In [1]:

import pandas as pd
from openprompt.data_utils import InputExample
import torch
import os
from sklearn.preprocessing import LabelEncoder
from sklearn.metrics import balanced_accuracy_score,f1_score,classification_report
from sklearn.model_selection import train_test_split
from openprompt.config import get_config, save_config_to_yaml
from tqdm.contrib import tenumerate



In [2]:
path=r"C:\Users\py22715\OneDrive - University of Bristol\Documents\Python Scripts"
df=pd.read_csv(os.path.join(path,"golden_set2.csv"))

In [3]:
classes = [ # There are two classes in Sentiment Analysis, one for negative and one for positive
    "racial_slur",
    "self_harm",
    "Homophobia",
    "Incivility",
    "harrassment",
    "No Violations"
]

encoder = LabelEncoder()
df["label"]=encoder.fit_transform(df["violation"])

le_name_mapping = dict(zip(encoder.classes_, encoder.transform(encoder.classes_)))

print(le_name_mapping)



{'Homophobia': 0, 'Incivility': 1, 'No Violations': 2, 'harrassment': 3, 'racial_slur': 4}


In [4]:
from openprompt.plms import load_plm
from openprompt.lm_bff_trainer import LMBFFClassificationRunner,ClassificationRunner
plm, tokenizer, model_config, WrapperClass = load_plm("bert", "bert-base-cased")

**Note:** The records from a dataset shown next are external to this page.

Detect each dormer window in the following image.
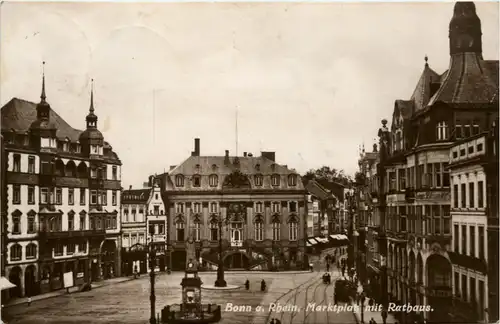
[255,174,263,187]
[193,175,201,187]
[271,174,280,186]
[175,174,184,187]
[436,121,448,141]
[208,174,219,187]
[255,201,264,214]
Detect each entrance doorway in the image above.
[224,252,250,269]
[9,267,22,297]
[24,265,38,296]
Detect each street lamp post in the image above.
[214,212,227,287]
[377,119,390,324]
[346,192,354,273]
[149,236,156,324]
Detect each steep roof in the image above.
[1,98,82,142]
[165,156,304,191]
[121,189,151,204]
[429,52,498,106]
[0,98,111,148]
[410,63,440,112]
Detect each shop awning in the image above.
[0,277,16,290]
[307,238,318,245]
[314,237,328,243]
[330,234,348,241]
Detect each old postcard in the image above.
[0,1,500,324]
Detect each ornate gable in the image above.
[222,170,251,189]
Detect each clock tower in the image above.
[449,2,482,55]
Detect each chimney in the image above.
[191,138,200,156]
[260,152,276,162]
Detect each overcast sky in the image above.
[0,2,499,187]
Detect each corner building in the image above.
[162,139,307,269]
[377,2,498,323]
[1,77,121,297]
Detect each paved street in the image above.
[253,270,356,324]
[5,272,324,324]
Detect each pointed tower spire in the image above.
[40,61,47,103]
[89,79,94,114]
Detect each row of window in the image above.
[175,221,299,242]
[386,205,451,235]
[451,181,485,208]
[452,143,483,159]
[12,185,118,206]
[175,174,297,187]
[453,271,485,320]
[123,233,146,247]
[12,154,118,180]
[453,223,485,259]
[11,212,118,235]
[10,243,37,261]
[175,201,298,214]
[384,162,450,191]
[10,242,87,261]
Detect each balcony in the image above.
[89,178,104,189]
[405,188,415,203]
[38,229,106,240]
[425,233,451,246]
[425,286,452,298]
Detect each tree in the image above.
[302,166,353,186]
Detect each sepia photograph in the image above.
[0,1,500,324]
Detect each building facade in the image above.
[121,176,167,275]
[366,2,498,323]
[1,78,121,297]
[449,119,498,323]
[162,139,307,269]
[355,144,378,284]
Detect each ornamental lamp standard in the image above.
[345,191,355,272]
[377,119,390,324]
[214,202,227,287]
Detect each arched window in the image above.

Some weights of the model checkpoint at bert-base-cased were not used when initializing BertForMaskedLM: ['bert.pooler.dense.weight', 'cls.seq_relationship.weight', 'bert.pooler.dense.bias', 'cls.seq_relationship.bias']
- This IS expected if you are initializing BertForMaskedLM from the checkpoint of a model trained on another task or with another architecture (e.g. initializing a BertForSequenceClassification model from a BertForPreTraining model).
- This IS NOT expected if you are initializing BertForMaskedLM from the checkpoint of a model that you expect to be exactly identical (initializing a BertForSequenceClassification model from a BertForSequenceClassification model).


In [5]:
from openprompt.prompts import ManualTemplate

promptTemplate = ManualTemplate(
    text = '{"placeholder":"text_a"} was the context for {"placeholder":"text_b"}, Which violation is it? {"mask"}' ,
    tokenizer = tokenizer,
)

bad_words = {
    "racial_slur": ["nigga","nigger","uncle tom","negro","niggerhead","house slave","monkeyboy"],
    "self_harm": ["kill yourself", "commit suicide"],
    "Homophobia":["lesbo","faggot","fag",'cocksucker'],
    "Incivility":["dickhead","twat","cunt","whore","retard","bitch","asshole","dimwit","bullshit","fuck u","fuck you","motherfuck"],
    "harrassment":["penis","pussy","dick","tits","moron","suck dick","sexy bitch"]
}

In [6]:
bad_set=set()
for k,v in bad_words.items():
    for i in bad_words[k]: 
        bad_set.add(i)
all_set=set()
for i in df["context"]:
   for k in i.split(' '):
       all_set.add(k.lower())
    
no_vio = all_set.difference(bad_set)  
no_vio=list(no_vio)
no_vio=no_vio[0:len(no_vio):5000]

    
 
from openprompt.prompts import ManualVerbalizer
promptVerbalizer = ManualVerbalizer(
    classes = classes,
    label_words = {
        "racial_slur": ["nigga","nigger","uncle tom","negro","niggerhead","house slave","monkeyboy"],
        "self_harm": ["kill yourself", "commit suicide"],
        "Homophobia":["lesbo","faggot","fag",'cocksucker'],
        "Incivility":["dickhead","twat","cunt","whore","retard","bitch","asshole","dimwit","bullshit","fuck u","fuck you","motherfuck"],
        "harrassment":["penis","pussy","dick","tits","moron","suck dick","sexy bitch"],
        "No Violations": no_vio
    },
    tokenizer = tokenizer,
)

In [7]:
from openprompt import PromptForClassification
promptModel = PromptForClassification(
    template = promptTemplate,
    plm = plm,
    verbalizer = promptVerbalizer,
    freeze_plm=False,
    plm_eval_mode=False
)


In [8]:
data_train , data_val = train_test_split(df,train_size=0.80,random_state=2018)
#data_train,data_val = train_test_split(data_train_val,train_size=0.25,random_state=2018,stratify=data_train_val['label'])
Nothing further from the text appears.